LOS ANGELES — The Southern Nevada Tourism Infrastructure Committee has advanced a proposal to use $750 million of public money to bring the Oakland Raiders football team to Las Vegas.
The proposal moves to Gov. Brian Sandoval following Thursday's approval.
The 11-member committee unanimously supported the stadium developers' preferred funding option, which requires $750 million of bonds and would allow the private partners to reap all stadium profits during the lifetime of the Raiders' lease.
The committee was contemplating an alternative proposal that would have required the developers to contribute $200 million more toward the stadium.
Sandoval now must decide whether to call a special session of the state Legislature to approve the financing plan, which hinges on a 0.88% increase in Clark County's hotel room tax for 33 years to repay bonds.
The Raiders have promised to pursue relocation to Las Vegas if lawmakers approve the plan, though the league itself would also have to approve a relocation.
Clark County Commissioner Chris Giunchigliani was the only person to oppose the project's funding plan.
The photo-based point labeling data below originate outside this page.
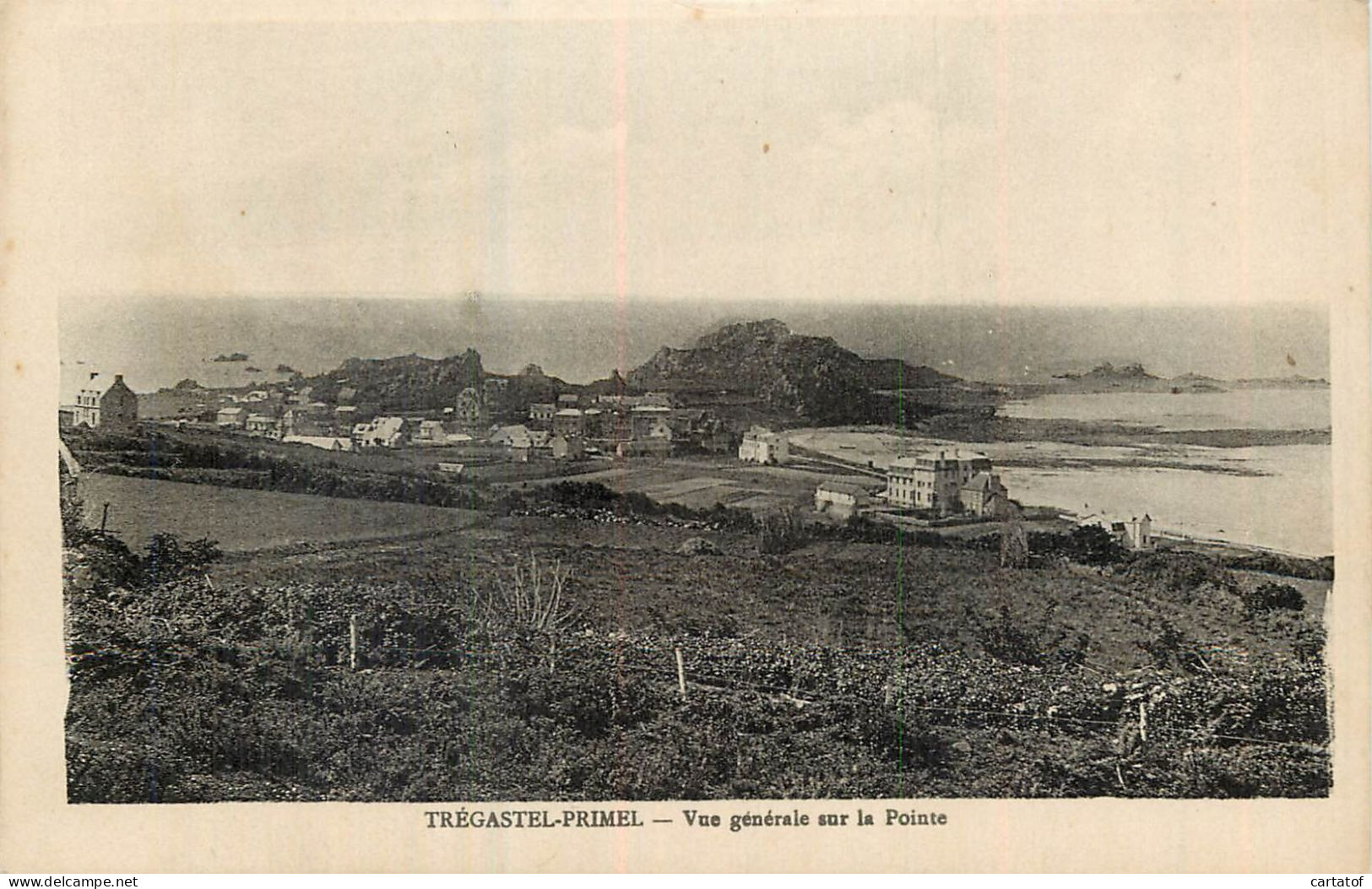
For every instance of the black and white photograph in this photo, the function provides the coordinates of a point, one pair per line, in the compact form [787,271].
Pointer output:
[702,404]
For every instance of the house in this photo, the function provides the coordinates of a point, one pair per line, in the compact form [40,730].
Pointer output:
[522,447]
[382,432]
[298,421]
[933,480]
[763,446]
[1134,533]
[570,421]
[324,442]
[430,432]
[471,409]
[648,420]
[263,424]
[840,500]
[230,417]
[111,406]
[568,447]
[984,496]
[507,435]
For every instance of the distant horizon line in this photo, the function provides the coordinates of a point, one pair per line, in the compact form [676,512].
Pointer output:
[1313,303]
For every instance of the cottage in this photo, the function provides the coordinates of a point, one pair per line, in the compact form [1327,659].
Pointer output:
[431,432]
[984,496]
[933,480]
[648,421]
[522,447]
[840,500]
[471,409]
[382,432]
[507,435]
[568,447]
[570,421]
[230,417]
[1134,533]
[298,421]
[323,442]
[763,446]
[263,424]
[111,406]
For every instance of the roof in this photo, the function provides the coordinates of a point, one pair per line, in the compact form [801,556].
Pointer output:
[983,482]
[843,487]
[944,454]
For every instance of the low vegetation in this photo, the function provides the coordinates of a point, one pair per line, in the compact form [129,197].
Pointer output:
[541,664]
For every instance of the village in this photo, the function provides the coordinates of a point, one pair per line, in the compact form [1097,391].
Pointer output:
[950,490]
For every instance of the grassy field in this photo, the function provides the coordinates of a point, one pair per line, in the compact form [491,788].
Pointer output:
[250,520]
[838,669]
[632,579]
[702,482]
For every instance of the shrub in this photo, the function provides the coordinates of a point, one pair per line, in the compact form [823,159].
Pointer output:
[779,533]
[1273,597]
[168,559]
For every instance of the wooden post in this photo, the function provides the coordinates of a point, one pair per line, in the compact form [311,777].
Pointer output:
[681,673]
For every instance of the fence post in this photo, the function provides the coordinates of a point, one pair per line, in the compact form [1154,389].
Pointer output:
[681,673]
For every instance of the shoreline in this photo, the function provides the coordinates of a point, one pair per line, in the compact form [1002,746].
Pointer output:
[1172,534]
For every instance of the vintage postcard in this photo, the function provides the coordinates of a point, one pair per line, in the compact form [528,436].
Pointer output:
[697,436]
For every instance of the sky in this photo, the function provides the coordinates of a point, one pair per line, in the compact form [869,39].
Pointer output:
[996,154]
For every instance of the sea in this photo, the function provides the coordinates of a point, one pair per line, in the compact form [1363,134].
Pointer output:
[1277,497]
[158,340]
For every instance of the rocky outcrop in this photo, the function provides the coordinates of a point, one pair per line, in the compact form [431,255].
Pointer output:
[810,377]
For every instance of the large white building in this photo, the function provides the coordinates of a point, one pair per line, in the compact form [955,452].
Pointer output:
[110,406]
[762,445]
[933,480]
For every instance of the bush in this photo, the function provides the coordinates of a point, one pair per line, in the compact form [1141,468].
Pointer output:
[779,533]
[168,559]
[1273,597]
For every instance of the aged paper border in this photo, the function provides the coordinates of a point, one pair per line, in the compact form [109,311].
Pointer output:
[40,833]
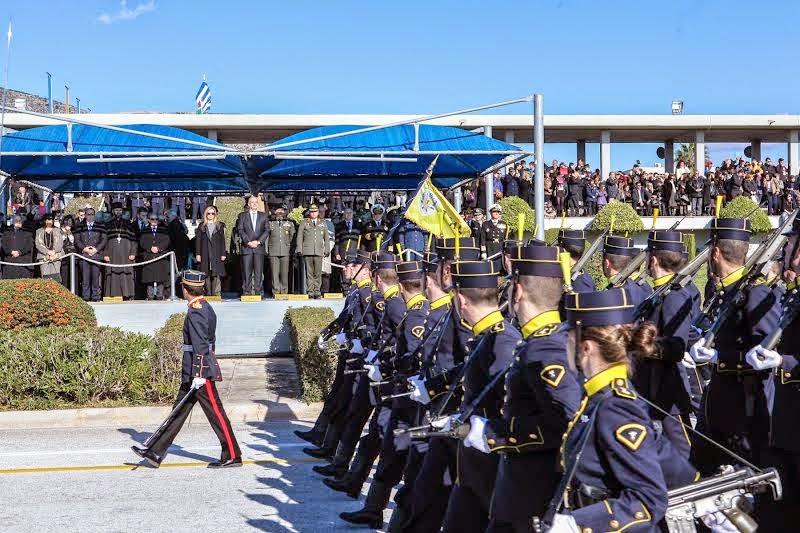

The governor said in a prepared statement that he will now begin review of the recommendations and discussions with legislative leadership, local stakeholders, and his cabinet to clarify any outstanding questions.
"I will not move forward until all questions have been resolved," Sandoval said.
The governor called Nevada the standard bearer for global tourism, gaming and conventions.
"I am hopeful the work completed by this committee will serve as a roadmap to Southern Nevada's unrivaled and continued success," Sandoval said.
The committee also agreed to create a stadium authority board of seven members. Three would be appointed by the governor and two would be named by the County Commission. The remaining two members would be appointed by the five other members.
Like Las Vegas' Convention & Visitors Authority, the stadium authority would have the power to issue bonds and collect revenue supporting debt through Clark County. A proposed tax increment district would allow for the collection of state and county tax revenues generated by the stadium, which the stadium authority would then allocate to developers. The proposed stadium authority would also have to be approved by the state legislature.
The location of the proposed stadium remains undecided.
A 62-acre area northwest of Russell Road and Interstate 15 is the developers' preferred site, but the 140-acre Bali Hai Golf Club, between I-15 and Las Vegas Boulevard is an option.
The deal would require the family of Las Vegas Sands Corp. Chairman Sheldon Adelson, Majestic Realty and the NFL's Oakland Raiders to pay the remainder of the construction costs for the 65,000-seat stadium, along with any cost overruns. Adelson has pledged to contribute at least $650 million, while the Raiders would pay $500 million.
The lease agreement for a Las Vegas stadium would be for 30 years with two, five-year extensions at team option, according to the plans. Bonds issued by the Stadium Authority Board would not be released until $350 million of project expenditures were incurred by developers.